Nothing like a little Sunday morning dissociation

I couldn’t really think of a title that appropriately summed up my Sunday.  I found it a little humorous, and honestly I have to laugh.  My life is so chaotic, yet I wouldn’t have it any other way.  As much as I am dealing with, I’m getting through it.  I’m learning more about myself, and about my illness every day.

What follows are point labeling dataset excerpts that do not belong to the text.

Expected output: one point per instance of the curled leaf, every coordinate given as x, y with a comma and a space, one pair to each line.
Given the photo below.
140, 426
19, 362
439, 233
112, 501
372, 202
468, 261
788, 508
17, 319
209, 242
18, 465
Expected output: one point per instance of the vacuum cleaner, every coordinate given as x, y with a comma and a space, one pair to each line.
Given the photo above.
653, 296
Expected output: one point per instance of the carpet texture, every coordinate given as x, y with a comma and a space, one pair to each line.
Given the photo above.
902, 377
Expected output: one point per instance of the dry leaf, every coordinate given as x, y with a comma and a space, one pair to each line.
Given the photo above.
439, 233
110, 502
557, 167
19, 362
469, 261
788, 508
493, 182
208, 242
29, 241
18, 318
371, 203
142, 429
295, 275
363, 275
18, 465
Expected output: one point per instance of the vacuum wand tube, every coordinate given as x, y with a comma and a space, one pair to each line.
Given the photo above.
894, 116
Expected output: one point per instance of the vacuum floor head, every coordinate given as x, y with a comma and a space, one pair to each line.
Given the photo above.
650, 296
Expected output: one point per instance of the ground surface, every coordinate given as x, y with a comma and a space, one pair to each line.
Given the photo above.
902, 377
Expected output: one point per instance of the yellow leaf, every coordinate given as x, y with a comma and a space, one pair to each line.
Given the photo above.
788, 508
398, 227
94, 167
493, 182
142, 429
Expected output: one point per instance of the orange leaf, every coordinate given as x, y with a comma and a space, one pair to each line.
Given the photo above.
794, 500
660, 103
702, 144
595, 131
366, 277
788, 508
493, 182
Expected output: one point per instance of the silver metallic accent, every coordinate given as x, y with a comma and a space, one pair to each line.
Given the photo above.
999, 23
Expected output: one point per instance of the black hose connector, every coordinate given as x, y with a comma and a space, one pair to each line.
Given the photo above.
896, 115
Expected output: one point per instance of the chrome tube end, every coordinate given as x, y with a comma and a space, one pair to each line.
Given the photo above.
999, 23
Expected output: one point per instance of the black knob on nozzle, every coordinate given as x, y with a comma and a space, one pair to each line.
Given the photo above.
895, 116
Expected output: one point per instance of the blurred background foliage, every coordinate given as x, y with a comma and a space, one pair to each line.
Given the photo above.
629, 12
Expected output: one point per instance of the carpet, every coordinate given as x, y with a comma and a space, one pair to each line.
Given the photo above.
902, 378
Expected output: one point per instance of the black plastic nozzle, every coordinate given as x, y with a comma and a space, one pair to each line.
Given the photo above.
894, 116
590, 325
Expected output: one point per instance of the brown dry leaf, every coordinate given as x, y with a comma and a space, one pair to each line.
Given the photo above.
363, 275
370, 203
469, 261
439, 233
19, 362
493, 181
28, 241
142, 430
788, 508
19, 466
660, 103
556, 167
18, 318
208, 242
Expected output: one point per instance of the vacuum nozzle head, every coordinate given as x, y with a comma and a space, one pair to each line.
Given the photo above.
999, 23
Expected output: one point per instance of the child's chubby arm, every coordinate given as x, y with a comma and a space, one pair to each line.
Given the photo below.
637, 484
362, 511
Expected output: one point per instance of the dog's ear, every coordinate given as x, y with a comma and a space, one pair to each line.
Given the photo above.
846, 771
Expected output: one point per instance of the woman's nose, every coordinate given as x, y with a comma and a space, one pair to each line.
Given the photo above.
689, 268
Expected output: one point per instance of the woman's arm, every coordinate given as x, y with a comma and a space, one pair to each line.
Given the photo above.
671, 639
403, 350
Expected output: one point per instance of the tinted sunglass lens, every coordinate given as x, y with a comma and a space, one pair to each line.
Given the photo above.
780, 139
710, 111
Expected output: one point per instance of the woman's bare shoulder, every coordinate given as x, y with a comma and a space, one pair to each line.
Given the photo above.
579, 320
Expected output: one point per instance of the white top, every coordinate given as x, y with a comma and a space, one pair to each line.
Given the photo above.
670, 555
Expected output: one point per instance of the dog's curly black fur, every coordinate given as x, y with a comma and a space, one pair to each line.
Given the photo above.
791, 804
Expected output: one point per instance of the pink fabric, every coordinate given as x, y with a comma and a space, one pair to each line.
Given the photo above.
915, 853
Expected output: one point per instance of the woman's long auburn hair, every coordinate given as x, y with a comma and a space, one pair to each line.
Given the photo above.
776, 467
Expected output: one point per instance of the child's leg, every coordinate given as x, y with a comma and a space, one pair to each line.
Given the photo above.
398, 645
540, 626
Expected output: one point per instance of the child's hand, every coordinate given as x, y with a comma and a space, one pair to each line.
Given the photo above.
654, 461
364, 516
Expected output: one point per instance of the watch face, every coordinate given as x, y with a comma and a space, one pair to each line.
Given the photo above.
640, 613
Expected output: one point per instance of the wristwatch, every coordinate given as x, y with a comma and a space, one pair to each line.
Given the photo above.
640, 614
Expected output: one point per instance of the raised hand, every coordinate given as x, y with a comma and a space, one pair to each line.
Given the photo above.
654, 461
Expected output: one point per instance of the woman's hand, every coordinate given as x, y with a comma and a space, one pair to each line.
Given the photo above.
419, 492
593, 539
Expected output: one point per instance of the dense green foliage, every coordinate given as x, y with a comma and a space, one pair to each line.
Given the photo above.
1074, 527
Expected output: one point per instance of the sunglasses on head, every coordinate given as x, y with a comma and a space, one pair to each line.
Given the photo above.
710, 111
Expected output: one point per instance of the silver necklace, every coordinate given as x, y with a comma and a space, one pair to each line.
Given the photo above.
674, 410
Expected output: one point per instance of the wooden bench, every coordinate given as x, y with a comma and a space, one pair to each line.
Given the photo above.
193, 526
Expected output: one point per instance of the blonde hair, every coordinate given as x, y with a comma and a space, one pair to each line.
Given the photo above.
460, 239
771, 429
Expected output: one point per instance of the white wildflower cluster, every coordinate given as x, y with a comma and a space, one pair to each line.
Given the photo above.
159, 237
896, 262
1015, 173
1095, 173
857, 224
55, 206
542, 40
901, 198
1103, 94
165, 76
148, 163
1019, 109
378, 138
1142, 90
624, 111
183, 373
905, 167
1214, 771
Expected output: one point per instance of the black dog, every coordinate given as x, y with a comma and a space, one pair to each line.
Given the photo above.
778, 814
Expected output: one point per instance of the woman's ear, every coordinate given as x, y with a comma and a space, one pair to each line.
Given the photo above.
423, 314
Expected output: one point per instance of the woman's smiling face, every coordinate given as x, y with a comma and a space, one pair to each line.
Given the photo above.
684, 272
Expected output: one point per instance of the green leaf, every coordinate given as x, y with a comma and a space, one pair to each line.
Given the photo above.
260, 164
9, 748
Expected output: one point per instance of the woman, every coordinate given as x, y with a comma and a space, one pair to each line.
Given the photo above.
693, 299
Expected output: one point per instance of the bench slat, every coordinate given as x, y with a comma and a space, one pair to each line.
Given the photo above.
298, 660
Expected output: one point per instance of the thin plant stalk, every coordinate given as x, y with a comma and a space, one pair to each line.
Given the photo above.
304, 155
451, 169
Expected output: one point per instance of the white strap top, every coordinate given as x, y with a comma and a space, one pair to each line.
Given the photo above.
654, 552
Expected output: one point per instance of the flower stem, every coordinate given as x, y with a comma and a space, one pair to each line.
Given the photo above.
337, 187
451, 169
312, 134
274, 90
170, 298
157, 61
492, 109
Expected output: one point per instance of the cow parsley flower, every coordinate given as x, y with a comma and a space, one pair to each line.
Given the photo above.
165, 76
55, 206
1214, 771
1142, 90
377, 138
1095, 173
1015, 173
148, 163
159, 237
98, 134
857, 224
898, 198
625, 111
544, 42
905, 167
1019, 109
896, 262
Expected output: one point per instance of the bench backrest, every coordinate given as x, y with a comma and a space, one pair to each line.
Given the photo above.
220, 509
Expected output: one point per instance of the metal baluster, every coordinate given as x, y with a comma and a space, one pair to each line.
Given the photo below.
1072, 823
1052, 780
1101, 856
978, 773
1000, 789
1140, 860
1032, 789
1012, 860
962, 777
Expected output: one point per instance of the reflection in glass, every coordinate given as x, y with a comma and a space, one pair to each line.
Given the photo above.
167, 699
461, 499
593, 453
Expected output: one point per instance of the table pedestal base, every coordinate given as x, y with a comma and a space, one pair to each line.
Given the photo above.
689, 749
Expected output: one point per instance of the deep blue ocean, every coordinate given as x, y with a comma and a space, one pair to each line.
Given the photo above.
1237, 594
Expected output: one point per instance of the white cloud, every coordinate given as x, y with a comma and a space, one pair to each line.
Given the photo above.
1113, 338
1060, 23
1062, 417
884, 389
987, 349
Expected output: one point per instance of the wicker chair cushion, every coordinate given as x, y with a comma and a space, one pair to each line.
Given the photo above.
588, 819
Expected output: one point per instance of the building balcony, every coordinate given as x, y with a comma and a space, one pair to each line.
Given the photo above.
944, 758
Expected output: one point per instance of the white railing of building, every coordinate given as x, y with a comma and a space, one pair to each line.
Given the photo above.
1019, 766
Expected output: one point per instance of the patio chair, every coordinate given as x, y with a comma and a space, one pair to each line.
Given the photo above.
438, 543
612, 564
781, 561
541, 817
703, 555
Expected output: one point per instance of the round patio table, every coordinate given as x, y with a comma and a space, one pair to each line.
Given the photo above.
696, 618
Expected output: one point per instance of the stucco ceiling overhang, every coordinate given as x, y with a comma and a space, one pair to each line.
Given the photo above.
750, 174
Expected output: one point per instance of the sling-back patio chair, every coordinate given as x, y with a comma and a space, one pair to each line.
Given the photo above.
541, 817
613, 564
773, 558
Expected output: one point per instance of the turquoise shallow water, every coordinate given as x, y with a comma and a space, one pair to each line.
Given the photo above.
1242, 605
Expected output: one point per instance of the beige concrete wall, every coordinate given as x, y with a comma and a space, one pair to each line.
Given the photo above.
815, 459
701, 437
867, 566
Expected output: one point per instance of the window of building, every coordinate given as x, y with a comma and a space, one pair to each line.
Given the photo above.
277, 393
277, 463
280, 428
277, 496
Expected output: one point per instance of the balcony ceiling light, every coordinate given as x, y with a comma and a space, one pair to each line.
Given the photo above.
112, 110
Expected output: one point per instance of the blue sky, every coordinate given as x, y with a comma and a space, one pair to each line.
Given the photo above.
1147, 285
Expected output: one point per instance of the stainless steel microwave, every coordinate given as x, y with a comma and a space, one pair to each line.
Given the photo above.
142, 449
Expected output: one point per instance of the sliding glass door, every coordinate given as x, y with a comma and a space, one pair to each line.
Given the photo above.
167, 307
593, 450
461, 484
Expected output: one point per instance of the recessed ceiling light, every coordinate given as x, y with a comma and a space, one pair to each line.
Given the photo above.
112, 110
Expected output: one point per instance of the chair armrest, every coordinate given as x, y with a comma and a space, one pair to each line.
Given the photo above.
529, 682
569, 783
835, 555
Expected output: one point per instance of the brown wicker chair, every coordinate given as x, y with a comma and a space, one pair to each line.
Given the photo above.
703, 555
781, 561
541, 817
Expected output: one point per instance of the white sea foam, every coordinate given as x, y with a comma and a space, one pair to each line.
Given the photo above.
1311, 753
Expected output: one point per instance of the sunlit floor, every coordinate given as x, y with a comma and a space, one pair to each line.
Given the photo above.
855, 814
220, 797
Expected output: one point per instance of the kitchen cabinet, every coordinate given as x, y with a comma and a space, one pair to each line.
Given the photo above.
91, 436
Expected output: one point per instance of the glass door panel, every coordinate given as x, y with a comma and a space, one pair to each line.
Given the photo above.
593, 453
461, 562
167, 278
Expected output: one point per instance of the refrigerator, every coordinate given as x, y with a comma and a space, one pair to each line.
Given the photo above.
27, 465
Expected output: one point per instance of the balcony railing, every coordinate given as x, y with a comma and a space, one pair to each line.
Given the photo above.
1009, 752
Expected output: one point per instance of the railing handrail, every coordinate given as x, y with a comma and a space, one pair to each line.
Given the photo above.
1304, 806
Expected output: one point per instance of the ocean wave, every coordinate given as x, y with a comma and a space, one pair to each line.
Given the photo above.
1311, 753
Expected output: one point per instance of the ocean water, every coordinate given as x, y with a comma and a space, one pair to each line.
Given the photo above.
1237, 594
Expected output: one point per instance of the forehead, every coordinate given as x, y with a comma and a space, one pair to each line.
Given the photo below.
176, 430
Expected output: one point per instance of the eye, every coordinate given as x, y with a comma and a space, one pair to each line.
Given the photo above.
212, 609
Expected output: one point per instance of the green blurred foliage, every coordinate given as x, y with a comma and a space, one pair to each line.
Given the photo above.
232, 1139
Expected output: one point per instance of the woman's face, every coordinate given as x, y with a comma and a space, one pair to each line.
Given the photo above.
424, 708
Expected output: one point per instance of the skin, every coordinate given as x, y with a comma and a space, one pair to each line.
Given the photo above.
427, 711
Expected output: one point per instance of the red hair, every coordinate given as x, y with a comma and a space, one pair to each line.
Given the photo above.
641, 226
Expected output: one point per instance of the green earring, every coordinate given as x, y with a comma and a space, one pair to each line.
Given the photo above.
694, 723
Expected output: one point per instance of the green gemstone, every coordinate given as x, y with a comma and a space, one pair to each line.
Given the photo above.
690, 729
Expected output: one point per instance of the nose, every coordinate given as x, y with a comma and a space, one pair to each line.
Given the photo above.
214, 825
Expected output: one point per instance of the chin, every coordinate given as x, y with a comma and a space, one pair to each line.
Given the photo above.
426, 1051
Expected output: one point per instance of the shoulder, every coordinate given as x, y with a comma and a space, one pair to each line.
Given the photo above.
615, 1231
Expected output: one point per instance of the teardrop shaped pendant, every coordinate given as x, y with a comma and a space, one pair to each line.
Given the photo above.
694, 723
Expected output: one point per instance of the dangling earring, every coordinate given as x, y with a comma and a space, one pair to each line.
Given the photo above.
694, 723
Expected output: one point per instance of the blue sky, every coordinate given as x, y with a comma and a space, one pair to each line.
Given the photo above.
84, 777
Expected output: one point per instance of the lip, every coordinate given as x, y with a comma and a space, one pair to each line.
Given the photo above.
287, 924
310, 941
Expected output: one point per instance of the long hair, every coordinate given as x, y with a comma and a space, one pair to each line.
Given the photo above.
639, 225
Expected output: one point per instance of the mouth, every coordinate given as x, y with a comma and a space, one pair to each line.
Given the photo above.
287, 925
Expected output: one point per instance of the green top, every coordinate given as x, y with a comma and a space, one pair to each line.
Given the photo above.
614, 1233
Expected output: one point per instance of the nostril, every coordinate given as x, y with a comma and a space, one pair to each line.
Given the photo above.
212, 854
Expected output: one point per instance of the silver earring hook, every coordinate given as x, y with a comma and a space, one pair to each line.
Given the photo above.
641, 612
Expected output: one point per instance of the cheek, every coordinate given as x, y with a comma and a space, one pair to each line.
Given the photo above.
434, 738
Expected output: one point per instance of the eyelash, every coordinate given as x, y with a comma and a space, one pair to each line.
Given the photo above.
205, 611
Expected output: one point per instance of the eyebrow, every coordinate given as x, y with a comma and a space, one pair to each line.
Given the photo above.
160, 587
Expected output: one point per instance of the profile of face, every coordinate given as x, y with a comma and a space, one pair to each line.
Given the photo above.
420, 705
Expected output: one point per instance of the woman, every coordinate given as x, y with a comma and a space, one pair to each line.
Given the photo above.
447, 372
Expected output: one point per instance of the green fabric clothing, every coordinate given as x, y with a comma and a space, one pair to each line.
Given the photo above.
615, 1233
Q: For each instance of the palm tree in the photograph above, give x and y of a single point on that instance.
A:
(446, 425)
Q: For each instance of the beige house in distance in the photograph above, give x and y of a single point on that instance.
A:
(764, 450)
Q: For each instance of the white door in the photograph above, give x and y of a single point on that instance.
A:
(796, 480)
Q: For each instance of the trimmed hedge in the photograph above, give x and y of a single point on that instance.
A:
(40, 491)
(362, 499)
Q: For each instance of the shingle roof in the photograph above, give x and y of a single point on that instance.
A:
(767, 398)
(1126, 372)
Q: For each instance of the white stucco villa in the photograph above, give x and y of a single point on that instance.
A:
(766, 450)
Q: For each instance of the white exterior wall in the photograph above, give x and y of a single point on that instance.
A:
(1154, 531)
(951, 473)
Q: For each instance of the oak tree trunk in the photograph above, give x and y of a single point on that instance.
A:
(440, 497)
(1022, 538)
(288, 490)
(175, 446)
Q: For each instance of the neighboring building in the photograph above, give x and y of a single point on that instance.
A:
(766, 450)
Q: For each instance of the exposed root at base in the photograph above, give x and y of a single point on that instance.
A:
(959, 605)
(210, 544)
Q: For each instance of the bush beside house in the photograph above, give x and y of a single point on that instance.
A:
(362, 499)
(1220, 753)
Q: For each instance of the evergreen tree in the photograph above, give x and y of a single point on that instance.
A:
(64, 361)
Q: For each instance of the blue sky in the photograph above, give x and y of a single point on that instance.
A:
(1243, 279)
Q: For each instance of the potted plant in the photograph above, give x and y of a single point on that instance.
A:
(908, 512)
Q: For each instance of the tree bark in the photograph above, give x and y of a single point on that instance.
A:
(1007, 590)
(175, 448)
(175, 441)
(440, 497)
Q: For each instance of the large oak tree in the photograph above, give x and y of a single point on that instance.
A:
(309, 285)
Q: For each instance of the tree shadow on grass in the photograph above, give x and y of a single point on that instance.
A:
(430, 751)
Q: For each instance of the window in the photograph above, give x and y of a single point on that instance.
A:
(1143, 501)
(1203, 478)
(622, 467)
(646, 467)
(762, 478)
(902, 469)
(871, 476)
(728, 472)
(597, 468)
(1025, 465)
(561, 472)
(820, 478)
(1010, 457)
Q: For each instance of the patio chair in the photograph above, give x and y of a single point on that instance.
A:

It was 3:30-3:40 in the morning on Sunday when I was startled awake by someone pounding on the door.  I didn’t know who it was.  I only knew what time it was because I immediately looked at my phone.  Then banging got louder.  I went into panic mode, thinking either my mother finally found me, or she sent the police to come get me (she regularly threatened to call the police on me – so while not logical, it’s something that is ingrained in my head).  I don’t remember what happened after that.  What I can tell you is that somehow, I ended up in my closet, where I woke up/came back to reality/whatever you want to call it holding my blanket and my arms covered in scratches.  It was almost an hour and a half later; I heard a commotion outside.  I figured out who it was; thankfully, he was not my mother or the police.  I still felt unsafe and uneasy.  I didn’t find out until later that night that my roommate was not even home when the door-banging occurred; I was completely alone.  Thankfully some part of me had the sense to hide in the closet.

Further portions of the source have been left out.